Under center, senior Elias Baroudi (6-3, 205 pounds) and sophomore Andrew Stroka (5-11, 175 pounds) are in a competition for the quarterback job, though Baroudi, who played a pivotal role as a linebacker last year, is getting most of the reps with the first-team in practice.
“We’ll see how it progresses,” Polce said of the quarterback competition.
Baroudi, a baseball player most of his life, last played quarterback in seventh grade and returned to the sport after a three-year layoff last year. He didn’t start right away but carved out an important role in the linebacking corps by Week 6, and now, after the program lost three-year starter Billy Gant, is asked to fill that coveted role.

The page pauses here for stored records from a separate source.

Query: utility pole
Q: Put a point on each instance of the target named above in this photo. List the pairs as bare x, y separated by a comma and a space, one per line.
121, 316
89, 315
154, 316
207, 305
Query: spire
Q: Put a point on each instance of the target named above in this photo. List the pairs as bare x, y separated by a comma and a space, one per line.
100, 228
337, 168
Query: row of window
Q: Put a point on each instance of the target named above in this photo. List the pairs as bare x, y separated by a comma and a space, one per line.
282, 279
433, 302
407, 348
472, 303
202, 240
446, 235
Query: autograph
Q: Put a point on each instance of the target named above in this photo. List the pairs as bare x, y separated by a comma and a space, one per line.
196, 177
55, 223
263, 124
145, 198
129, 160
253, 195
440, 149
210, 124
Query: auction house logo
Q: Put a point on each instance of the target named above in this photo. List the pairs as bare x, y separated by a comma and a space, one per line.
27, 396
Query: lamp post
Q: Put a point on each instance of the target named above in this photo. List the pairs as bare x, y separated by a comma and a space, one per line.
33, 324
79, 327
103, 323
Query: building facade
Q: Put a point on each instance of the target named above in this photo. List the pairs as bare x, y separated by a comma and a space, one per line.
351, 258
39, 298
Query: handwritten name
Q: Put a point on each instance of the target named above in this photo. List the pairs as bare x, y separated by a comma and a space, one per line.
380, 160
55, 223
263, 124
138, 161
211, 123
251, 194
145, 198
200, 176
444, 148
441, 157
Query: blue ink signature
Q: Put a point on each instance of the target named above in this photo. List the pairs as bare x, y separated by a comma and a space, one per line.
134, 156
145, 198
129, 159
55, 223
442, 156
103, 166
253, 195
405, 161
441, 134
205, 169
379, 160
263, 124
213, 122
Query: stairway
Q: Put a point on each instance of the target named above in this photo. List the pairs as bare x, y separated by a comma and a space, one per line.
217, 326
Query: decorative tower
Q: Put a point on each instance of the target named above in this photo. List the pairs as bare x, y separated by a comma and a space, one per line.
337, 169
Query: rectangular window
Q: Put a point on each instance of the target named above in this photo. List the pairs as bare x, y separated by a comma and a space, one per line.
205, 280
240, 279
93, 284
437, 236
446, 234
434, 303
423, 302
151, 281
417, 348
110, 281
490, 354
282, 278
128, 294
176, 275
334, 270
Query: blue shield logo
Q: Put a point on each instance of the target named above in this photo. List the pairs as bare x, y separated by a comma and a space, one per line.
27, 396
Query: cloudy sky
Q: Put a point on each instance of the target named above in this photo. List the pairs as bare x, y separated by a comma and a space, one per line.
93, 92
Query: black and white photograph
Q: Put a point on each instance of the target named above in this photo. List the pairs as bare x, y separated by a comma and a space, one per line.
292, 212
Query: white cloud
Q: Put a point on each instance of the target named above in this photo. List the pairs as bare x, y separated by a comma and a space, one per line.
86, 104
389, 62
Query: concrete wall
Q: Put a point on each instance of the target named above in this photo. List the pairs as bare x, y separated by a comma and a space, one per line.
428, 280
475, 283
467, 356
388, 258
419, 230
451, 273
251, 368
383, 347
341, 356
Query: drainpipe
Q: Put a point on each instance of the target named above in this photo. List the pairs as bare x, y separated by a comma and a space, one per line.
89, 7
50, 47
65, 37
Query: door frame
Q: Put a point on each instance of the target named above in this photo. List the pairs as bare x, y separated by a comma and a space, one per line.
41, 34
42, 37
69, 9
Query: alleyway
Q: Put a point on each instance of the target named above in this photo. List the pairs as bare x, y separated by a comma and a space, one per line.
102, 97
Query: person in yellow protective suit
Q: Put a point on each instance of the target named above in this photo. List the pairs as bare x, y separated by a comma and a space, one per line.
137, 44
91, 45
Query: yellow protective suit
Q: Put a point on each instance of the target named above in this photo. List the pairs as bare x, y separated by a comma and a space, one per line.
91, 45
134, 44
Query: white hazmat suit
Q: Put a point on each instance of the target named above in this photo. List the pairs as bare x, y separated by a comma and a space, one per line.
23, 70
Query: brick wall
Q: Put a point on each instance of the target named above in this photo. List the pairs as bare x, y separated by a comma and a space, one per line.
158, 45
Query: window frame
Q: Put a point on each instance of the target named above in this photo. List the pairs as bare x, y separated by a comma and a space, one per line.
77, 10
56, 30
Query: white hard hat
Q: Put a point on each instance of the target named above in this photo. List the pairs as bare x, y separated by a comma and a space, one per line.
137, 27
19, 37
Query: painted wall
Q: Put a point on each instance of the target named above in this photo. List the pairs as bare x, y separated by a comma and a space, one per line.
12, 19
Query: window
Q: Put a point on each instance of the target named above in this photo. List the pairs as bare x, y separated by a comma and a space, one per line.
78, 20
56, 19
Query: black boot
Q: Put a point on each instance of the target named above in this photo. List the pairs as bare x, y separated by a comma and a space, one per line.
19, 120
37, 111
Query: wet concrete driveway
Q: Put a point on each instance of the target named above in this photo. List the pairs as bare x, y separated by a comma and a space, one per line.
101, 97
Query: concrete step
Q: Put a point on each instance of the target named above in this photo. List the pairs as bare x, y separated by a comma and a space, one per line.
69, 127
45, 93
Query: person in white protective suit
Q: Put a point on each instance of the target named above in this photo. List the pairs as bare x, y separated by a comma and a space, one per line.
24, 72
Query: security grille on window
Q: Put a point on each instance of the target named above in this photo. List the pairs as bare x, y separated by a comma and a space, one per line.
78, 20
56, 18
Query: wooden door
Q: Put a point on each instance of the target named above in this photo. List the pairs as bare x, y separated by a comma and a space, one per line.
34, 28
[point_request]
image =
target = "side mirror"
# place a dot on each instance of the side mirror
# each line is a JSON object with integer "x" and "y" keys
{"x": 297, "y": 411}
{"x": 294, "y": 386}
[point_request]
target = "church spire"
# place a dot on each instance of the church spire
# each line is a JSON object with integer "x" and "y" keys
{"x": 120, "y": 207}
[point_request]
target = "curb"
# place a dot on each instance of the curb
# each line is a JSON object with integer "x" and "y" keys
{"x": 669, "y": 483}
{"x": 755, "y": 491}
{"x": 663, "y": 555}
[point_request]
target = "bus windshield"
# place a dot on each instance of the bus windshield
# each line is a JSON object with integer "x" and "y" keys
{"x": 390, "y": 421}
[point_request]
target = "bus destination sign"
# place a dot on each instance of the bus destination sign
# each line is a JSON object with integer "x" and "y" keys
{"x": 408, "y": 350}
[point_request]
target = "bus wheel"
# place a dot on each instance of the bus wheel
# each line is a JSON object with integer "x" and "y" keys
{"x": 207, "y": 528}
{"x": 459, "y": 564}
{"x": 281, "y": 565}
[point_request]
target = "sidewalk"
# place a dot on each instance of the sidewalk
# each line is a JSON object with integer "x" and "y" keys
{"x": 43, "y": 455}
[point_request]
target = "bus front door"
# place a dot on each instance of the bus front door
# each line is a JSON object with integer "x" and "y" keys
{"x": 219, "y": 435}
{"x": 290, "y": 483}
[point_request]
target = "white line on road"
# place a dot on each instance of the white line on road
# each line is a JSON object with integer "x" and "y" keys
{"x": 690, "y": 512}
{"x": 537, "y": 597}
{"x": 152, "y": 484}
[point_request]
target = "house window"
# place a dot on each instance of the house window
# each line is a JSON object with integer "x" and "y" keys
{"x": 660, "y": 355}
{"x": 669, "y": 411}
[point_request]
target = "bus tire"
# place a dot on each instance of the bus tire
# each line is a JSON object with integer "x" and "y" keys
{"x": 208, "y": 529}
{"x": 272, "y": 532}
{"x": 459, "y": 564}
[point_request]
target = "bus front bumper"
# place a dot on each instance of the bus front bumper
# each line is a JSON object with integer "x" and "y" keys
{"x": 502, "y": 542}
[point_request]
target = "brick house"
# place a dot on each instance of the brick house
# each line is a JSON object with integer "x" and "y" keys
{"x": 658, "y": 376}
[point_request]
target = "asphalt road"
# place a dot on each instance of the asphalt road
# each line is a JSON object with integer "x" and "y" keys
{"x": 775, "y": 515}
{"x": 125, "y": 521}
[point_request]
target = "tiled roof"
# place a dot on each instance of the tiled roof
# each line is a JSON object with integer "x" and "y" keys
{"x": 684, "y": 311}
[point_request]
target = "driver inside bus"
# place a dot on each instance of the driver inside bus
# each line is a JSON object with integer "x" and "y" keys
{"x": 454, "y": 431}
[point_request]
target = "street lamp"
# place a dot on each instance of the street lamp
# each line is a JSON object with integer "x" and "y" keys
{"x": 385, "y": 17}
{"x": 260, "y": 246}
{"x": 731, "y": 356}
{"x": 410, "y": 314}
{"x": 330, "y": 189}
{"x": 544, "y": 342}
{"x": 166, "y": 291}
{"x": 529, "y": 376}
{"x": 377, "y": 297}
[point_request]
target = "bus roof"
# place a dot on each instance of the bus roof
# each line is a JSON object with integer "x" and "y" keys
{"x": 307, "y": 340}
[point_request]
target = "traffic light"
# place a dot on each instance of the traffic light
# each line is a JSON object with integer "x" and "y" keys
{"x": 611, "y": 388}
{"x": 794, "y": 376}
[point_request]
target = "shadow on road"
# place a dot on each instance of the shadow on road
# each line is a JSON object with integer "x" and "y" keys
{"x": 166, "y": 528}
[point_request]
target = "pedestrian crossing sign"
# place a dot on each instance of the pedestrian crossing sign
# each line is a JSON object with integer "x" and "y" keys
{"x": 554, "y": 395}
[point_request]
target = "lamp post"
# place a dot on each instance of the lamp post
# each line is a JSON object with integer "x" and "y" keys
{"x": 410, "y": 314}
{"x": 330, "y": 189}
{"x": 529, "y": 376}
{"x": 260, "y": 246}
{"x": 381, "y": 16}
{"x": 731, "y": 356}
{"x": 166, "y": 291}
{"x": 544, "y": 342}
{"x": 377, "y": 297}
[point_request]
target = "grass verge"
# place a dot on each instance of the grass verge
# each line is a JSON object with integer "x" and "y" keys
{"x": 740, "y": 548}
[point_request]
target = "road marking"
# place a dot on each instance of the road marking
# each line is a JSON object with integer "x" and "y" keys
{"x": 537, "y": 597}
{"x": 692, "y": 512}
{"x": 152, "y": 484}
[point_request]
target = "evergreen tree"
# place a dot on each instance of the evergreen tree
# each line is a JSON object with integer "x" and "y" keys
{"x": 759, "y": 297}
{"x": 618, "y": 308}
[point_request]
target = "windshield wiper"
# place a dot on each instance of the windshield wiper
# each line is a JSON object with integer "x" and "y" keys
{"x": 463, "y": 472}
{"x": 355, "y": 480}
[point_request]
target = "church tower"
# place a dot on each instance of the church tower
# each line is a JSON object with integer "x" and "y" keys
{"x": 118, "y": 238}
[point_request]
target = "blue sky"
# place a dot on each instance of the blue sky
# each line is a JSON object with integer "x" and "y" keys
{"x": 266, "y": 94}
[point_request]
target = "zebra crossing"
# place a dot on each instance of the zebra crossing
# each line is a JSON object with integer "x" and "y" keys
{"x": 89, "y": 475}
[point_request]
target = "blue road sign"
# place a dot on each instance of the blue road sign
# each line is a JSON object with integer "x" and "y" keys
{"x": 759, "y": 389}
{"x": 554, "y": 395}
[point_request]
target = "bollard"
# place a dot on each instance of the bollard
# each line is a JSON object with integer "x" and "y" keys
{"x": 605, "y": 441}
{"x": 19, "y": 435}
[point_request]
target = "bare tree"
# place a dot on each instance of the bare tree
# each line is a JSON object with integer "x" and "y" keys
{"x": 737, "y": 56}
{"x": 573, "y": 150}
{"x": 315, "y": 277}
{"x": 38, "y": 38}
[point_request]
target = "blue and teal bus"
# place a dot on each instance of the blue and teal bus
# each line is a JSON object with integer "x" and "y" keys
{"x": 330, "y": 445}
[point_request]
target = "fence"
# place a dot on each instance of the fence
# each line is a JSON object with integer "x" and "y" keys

“He’s a great athlete, he’s a tough kid,” Polce said of Baroudi. “He’s a leader. He does what you expect. He brings leadership and toughness to our team that you want out of a quarterback. He’s also a good runner.”
Baroudi used 7-on-7 tournaments over the summer to get accustomed to the varsity speed, understand coverages and routes better, as well as building rapport with receivers. When asked about the most challenging thing jumping into a quarterback role after not playing it for five years, Baroudi said, “Commanding the offense. You have to be the leader out there. You have make sure everyone is in check and things run smoothly. Also have to hold guys accountable. Just being a vocal leader.”
Last year, Walkersville averaged exactly seven passes per game and 27.6 rushes — an 80-20 ratio; so, Baroudi won’t be asked to do too much with his arm. On the other hand, ball-security and being diligent, especially at Walkersville, is paramount.
Out wide, Junior Brett Ahalt (5-11, 150 pounds), junior Jake Hess (5-foot-9) and senior Tyson Bowie (6-foot-1) figure to play primary roles.
Defensively, the Lions will switch from a 3-4 front that showcased their veteran LB corps to a 4-3. While eight starters from that reliable unit are gone, Hoes, Baroudi and defensive end Myles Roberts are back. Hoes and Roberts will bring a sliver of that dominant defense back on the edges. They’re also the only two players left from the 2016 state title team.
“They’re both aggressive and hard-nosed kids,” Polce said. “They’re going to be tough to block.”
Freshman Logan Joiner (6-foot, 245 pounds) will plug the gaps at defensive tackle. Baroudi will anchor the linebacking crew and Jones will go both ways, playing cornerback on the right side of the field.
When you boil it down, Walkersville strips football down to its purest form: Pound the rock, possess the ball and play a mean defense. At first sight, likeminded pieces appear to be in place once again for the Lions to fit that description.
“I think we can get in the same mold of all the Walkersville football teams: Power run, control the ball, no penalties, no turnovers, play great defense,” Polce said. “Defense and running game don’t really ever go out of style.”
At the moment, Walkersville’s 38-man roster consists of 10 sophomores, the most since 2015, when 11 of 39 players were sophomores. That season ended in an unexpected trip to the 2A state title game.
“In 2015 we were thinking five [wins] and we ended up with 11. So, who knows,” Polce said. “We have a long way to go. If somebody told me in 2015 we’d end up in the state finals, I would have told them you’re crazy. … Who knows.”
“I think the foundation is laid. Now the guys know how to do it. So, I’m hoping — everybody says [give us] three years — hopefully, that’s just a building block and these guys can pick up and continue [to win]. The tradition is set. You just have to keep moving forward.”